Of these, 166 occurred last month, 27 more than in September 2019.
Across England and Wales, 453,026 deaths were recorded by the end of September – 62,104 (16%) more than in 2019.
The monthly total for September 2020 (42,432) was 6% more than in 2019, and the first time since April, during the first peak of the pandemic, that the monthly tally has increased.
Separate ONS figures show the age-standardised mortality rate in September due to Covid-19 was 12.6 per 100,000 people in England.
Age-standardised mortality rates are used to allow comparisons between populations that may contain different proportions of people of different ages.
This figure was up from 7.2 per 100,000 in August and is the first increase since April.
But the figure is still much lower than the peak of the virus in April when it was 623.2 deaths per 100,000 people.
The ONS said: “In September 2020, the number of deaths and mortality rate due to Covid-19 remained significantly below levels seen in March 2020 – the first month a Covid-19 death was registered in England and Wales.
“However, the mortality rate due to Covid-19 was significantly higher in England in September 2020 compared with the previous month, August 2020."
Deaths that were "due to Covid-19" were the 19th most common cause of death in England last month, and the 24th most in Wales.
These are different from those “involving Covid-19”, which includes those where the virus is mentioned anywhere on a death certificate.
Professor Kevin McConway, emeritus professor of applied statistics at The Open University, said the increase in deaths from August to September in England and Wales was "definitely not" due to deaths directly caused by coronavirus.

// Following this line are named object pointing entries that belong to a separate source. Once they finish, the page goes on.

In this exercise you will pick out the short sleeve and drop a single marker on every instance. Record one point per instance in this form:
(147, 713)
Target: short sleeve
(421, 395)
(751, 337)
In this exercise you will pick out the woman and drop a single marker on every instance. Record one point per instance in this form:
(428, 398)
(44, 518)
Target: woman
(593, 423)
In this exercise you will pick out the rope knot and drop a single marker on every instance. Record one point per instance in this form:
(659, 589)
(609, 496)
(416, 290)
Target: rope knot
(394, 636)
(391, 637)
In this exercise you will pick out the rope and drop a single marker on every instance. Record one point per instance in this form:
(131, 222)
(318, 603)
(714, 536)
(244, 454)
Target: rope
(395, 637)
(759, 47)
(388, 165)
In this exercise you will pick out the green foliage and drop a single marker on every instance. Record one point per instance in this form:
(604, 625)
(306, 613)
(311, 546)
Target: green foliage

He said: "In both countries, the most common cause of death is dementia and Alzheimer’s disease, which is typical for this time of year, and indeed this has been the leading cause of death over the whole year since 2015.
"In England, the death rates from most of the top 10 causes are actually lower than the five-year average, though in most cases the difference is too small to conclude that things have really changed.
"The biggest difference is in deaths whose underlying cause was influenza and pneumonia combined, where the death rate was 27.7% lower than the five-year average. That’s a really big drop."
The ONS said this might have been because deaths from influenza and pneumonia occurred earlier than normal in 2020, but Prof McConway suggested the use of social distancing from older people may have contributed as well.
A Department of Health and Social Care spokeswoman said: “Every death is a tragedy and our deepest sympathies go to the families and loved ones of those who have died.
“Throughout the global pandemic the NHS has remained open for urgent care and we continue to urge anyone who needs healthcare to come forward.”